Cuando fui niño, mi madre procuró vestirme siempre de manera impecable, después de peinarme y ponerme los zapatos bien lustrados, me decía: Cuida siempre tu aspecto, porque como te ven te tratarán, mantén tu ropa limpia y tu calzado bien lustrado, que tu cabello refleje el aseo de tu cuerpo; sus indicaciones se me grabaron en la mente y siempre traté de cumplir con ese precepto; en la adolescencia ocurrió lo mismo, pero en la juventud, siendo ya estudiante universitario, un día, al acudir a un restaurant, me senté sobre una silla que tenía restos de alimento que contenían mucha grasa y apareció una mancha muy visible en el pantalón, tan visible, que muchas personas la notaron y me lo hacían saber, entonces, avergonzado, deseé llegar lo más pronto posible a la casa que compartíamos los estudiantes foráneos que cursábamos la carrera de medicina en Tampico, para tratar de desmanchar la prenda, pero la mancha no desapareció con el jabón que le apliqué, por lo que con tristeza puse al sol el pantalón y una vez seco lo colgué; digo con tristeza, porque el pantalón era de mis preferidos, ya que me lo había regalado la hermana de mi madre.

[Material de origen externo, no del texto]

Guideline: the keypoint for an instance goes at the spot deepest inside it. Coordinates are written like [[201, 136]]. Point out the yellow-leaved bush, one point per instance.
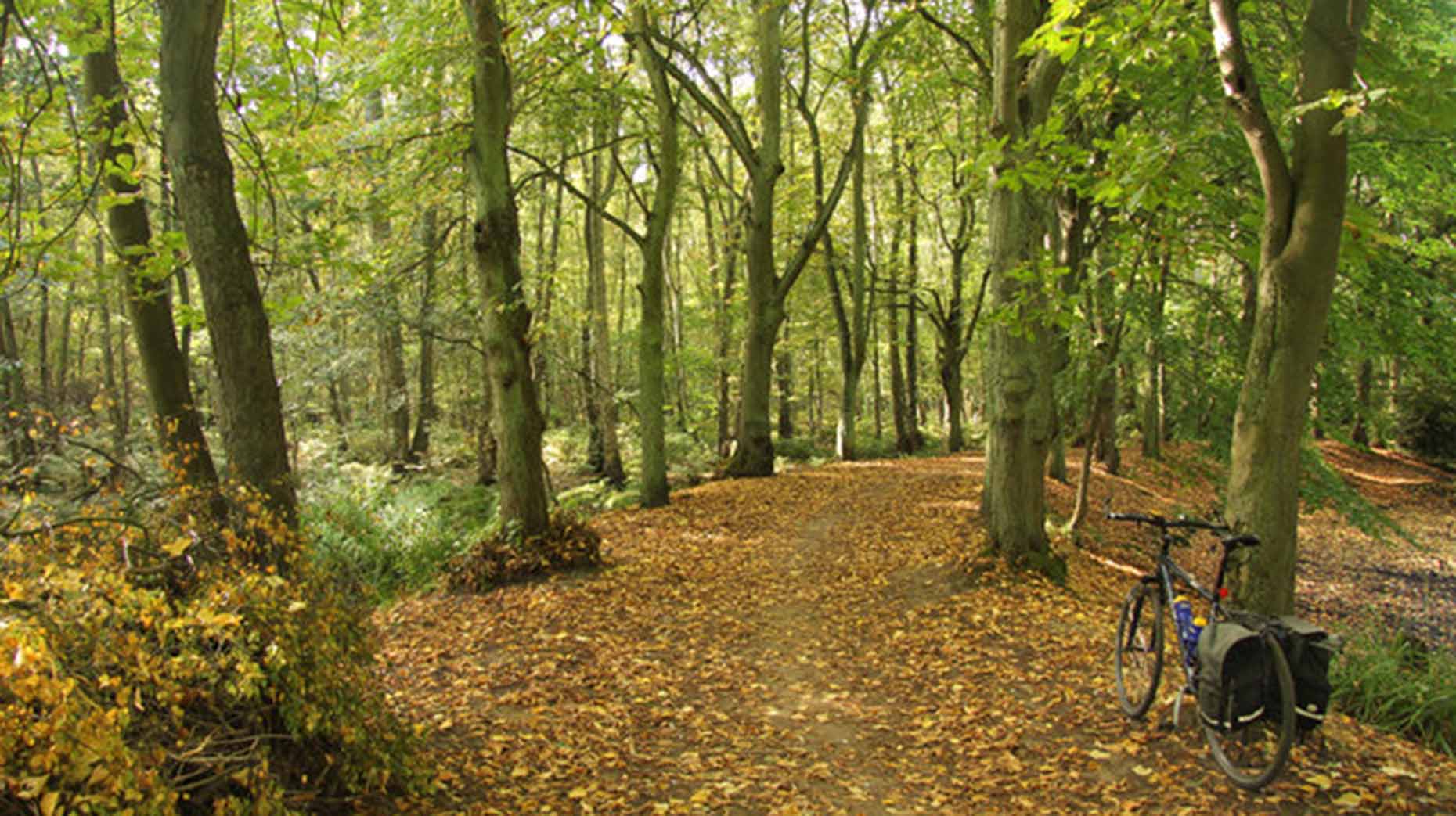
[[153, 670]]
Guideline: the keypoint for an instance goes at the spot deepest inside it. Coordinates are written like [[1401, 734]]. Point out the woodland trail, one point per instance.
[[819, 643]]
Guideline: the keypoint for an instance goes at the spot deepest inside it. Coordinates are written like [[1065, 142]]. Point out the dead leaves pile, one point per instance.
[[814, 643]]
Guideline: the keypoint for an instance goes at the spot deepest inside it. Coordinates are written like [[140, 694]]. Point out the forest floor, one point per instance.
[[827, 642]]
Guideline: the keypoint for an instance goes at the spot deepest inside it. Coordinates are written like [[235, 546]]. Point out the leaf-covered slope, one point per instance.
[[824, 642]]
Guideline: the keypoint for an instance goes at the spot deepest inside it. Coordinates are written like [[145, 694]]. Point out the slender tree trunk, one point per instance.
[[755, 451], [514, 412], [1364, 376], [108, 350], [1154, 387], [1299, 249], [238, 325], [650, 338], [63, 362], [12, 377], [394, 390], [428, 235], [914, 320], [602, 376], [175, 416]]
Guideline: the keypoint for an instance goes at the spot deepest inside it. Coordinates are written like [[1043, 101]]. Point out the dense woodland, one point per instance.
[[284, 245]]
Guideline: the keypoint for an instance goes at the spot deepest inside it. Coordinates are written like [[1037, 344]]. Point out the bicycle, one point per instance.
[[1251, 753]]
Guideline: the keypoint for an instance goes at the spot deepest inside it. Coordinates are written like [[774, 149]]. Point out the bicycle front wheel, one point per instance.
[[1139, 660], [1256, 753]]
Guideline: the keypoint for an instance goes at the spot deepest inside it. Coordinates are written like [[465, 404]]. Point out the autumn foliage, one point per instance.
[[142, 677], [507, 557]]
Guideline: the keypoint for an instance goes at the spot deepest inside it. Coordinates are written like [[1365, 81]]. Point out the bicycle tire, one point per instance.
[[1256, 755], [1139, 655]]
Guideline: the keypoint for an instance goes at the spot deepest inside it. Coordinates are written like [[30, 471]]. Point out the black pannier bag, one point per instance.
[[1310, 650], [1231, 675]]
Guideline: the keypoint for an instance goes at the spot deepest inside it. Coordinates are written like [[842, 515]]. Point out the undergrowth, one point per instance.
[[149, 668], [1398, 682], [384, 537], [507, 557]]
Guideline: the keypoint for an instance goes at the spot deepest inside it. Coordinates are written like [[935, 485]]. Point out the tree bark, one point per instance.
[[602, 379], [514, 411], [236, 320], [394, 389], [1154, 386], [147, 293], [650, 338], [1299, 249], [1019, 355], [426, 413]]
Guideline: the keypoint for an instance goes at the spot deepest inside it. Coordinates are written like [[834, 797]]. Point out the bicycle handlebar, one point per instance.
[[1229, 537]]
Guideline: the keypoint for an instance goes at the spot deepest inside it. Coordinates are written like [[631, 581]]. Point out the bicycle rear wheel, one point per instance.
[[1139, 660], [1254, 755]]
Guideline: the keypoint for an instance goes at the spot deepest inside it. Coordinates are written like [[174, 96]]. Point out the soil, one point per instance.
[[831, 642]]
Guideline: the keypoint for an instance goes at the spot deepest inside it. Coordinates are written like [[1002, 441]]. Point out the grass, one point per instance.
[[1400, 684]]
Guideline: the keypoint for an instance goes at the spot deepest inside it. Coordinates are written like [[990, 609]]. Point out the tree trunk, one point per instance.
[[784, 372], [603, 384], [394, 387], [175, 419], [755, 451], [236, 320], [1019, 355], [108, 350], [514, 412], [1364, 374], [12, 379], [63, 362], [914, 323], [1154, 387], [650, 336], [426, 415], [1299, 249]]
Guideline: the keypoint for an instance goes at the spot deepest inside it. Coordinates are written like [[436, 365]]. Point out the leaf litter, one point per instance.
[[833, 640]]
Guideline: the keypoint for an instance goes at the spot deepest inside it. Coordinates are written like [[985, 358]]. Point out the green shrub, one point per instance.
[[139, 677], [1395, 681], [506, 556], [386, 537]]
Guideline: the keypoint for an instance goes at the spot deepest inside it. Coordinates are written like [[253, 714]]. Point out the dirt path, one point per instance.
[[813, 643]]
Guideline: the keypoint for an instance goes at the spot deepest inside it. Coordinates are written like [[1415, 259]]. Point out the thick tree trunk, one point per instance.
[[514, 412], [1019, 355], [236, 320], [1303, 211], [755, 451], [175, 418]]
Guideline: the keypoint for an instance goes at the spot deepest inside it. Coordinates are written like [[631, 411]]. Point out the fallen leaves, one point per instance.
[[813, 645]]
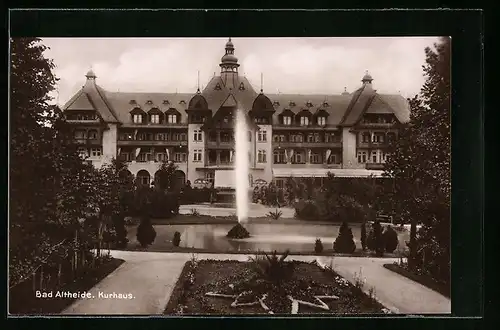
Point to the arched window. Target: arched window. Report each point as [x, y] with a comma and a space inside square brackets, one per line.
[143, 178]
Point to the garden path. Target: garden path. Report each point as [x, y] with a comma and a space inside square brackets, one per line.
[151, 276]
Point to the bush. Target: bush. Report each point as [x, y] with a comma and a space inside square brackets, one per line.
[275, 215]
[177, 239]
[121, 231]
[146, 233]
[344, 243]
[363, 236]
[318, 247]
[272, 268]
[375, 240]
[306, 210]
[390, 239]
[238, 231]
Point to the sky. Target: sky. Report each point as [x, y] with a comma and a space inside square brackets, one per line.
[287, 65]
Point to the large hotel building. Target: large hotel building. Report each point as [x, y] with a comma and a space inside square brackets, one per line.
[290, 135]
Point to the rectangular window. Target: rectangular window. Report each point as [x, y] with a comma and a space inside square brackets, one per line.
[93, 135]
[279, 157]
[261, 156]
[160, 157]
[95, 152]
[362, 157]
[212, 136]
[225, 137]
[314, 159]
[172, 119]
[197, 136]
[83, 152]
[137, 119]
[155, 119]
[298, 159]
[197, 156]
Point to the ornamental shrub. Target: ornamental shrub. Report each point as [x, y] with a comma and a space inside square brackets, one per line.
[390, 239]
[318, 247]
[344, 243]
[146, 233]
[177, 239]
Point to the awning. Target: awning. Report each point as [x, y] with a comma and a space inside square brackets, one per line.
[323, 172]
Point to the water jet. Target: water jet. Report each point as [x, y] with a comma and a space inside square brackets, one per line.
[241, 175]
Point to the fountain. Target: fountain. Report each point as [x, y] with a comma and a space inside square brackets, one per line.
[241, 176]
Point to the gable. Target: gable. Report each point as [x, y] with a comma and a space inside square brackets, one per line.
[82, 102]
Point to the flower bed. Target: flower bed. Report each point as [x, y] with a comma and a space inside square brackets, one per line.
[23, 301]
[232, 287]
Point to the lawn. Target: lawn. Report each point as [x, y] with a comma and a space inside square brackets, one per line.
[233, 287]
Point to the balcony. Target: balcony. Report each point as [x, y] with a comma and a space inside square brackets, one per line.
[308, 144]
[369, 145]
[375, 166]
[143, 143]
[150, 125]
[83, 121]
[93, 142]
[220, 145]
[297, 127]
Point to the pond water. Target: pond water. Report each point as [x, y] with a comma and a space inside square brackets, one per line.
[264, 237]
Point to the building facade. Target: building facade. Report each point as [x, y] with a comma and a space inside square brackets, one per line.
[290, 135]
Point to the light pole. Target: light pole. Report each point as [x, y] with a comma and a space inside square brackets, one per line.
[413, 229]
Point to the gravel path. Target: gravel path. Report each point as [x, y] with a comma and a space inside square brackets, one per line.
[150, 277]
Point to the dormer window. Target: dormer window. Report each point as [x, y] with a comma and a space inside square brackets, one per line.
[155, 119]
[172, 119]
[304, 121]
[137, 119]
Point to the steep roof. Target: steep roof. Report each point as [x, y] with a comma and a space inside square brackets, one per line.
[121, 101]
[91, 97]
[367, 100]
[334, 105]
[216, 93]
[345, 109]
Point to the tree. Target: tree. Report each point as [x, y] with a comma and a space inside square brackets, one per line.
[419, 163]
[363, 236]
[344, 243]
[48, 193]
[165, 176]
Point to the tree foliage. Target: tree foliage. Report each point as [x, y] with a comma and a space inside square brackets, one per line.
[419, 163]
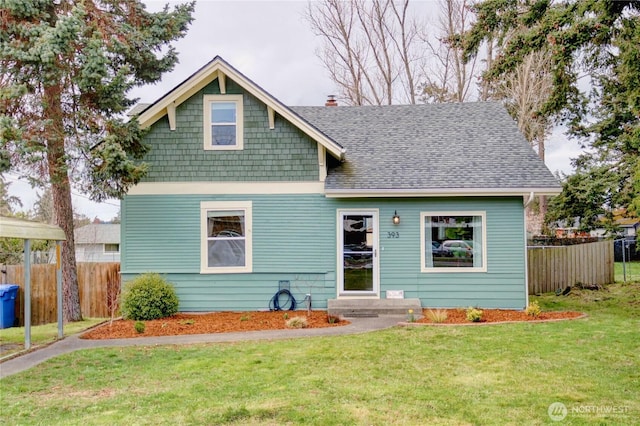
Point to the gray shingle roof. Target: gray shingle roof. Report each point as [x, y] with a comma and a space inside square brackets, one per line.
[429, 147]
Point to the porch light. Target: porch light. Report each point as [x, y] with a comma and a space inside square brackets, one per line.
[396, 218]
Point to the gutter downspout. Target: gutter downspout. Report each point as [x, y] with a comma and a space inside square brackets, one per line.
[526, 250]
[532, 196]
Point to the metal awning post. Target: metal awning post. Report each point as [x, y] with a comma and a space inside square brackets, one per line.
[27, 294]
[59, 289]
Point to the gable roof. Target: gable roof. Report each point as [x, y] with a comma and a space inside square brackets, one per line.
[218, 68]
[430, 150]
[99, 233]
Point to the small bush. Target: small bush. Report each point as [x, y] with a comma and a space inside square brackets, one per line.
[410, 316]
[437, 316]
[333, 319]
[473, 314]
[297, 322]
[533, 310]
[139, 326]
[148, 297]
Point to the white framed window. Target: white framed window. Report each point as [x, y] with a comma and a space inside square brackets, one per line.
[226, 237]
[110, 248]
[223, 121]
[453, 241]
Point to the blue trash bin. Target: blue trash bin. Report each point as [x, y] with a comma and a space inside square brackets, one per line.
[8, 294]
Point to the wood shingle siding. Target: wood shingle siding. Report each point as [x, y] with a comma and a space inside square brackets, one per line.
[280, 154]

Curiosamente, al ya no usar ese pantalón algunos de mis amigos me preguntaron por él y les platiqué la historia; un viernes los compañeros de la casa, se disponían a celebrar un festejo y me invitaron, pero yo tenía decidido viajar a nuestra muy querida ciudad Victoria, pues deseaba ver a mi madre, mis hermanos y a decir verdad, también a la novia. Cuando regresé a Tampico y estando en la facultad, me encontré con un amigo y me llamó la atención pues traía un pantalón idéntico al pantalón de la mancha, pero me dije a mi mismo: Sin duda habrá muchos pantalones iguales; aunque dudando de que así fuera, le busqué la mancha y efectivamente estaba en el mismo sitio y era del mismo tamaño, por lo que con mucha discreción y respeto le pregunté en dónde había comprado el pantalón que llevaba puesto, el amigo se puso muy nervioso y sin más me confesó que desde que me había visto el pantalón le gustó mucho y que cuando fue a la fiesta que se llevó a cabo en nuestra casa, lo vio colgado, sabía que era mío y me buscó para pedírmelo prestado, y como no me encontró y lo necesitaba para el fin de semana, se lo llevó, siempre con la intensión de devolverlo; he de confesar que al inició me indignó la forma en que sustrajo la prenda y más que todavía la estaba usando; pero lo único que se me ocurrió decirle fue que si no había notado la mancha enorme en el pantalón y él me dijo: Mancha… no amigo , no le noté ninguna mancha y aun si se la hubiera visto, no me hubiera hecho cambiar de opinión en cuanto a lo mucho que me gusta, pero no tengas cuidado, hoy mismo por la tarde te lo llevaré a su casa y te pido de corazón me perdones por el atrevimiento, y viendo como resbalaban un par de lágrimas, por debajo de sus anteojos, le dije: no amigo, no me lo lleves, ese pantalón es tuyo, ojalá yo no lo hubiese despreciado por una simple mancha, pues era una prenda muy apreciada por mí y la dejé colgada en el olvido. El amigo me abrazó y reímos de aquella penosa situación que nos dejó una lección a los dos.
Hay machas que no se ven porque se llevan tan dentro de nosotros, pero se sienten más que las que se pueden ver; hay manchas, que sólo con amor se quitan, sobre todo, cuando nuestra intensión nunca fue mancharnos; pero en ambos casos, Dios siempre obrará para sanarnos.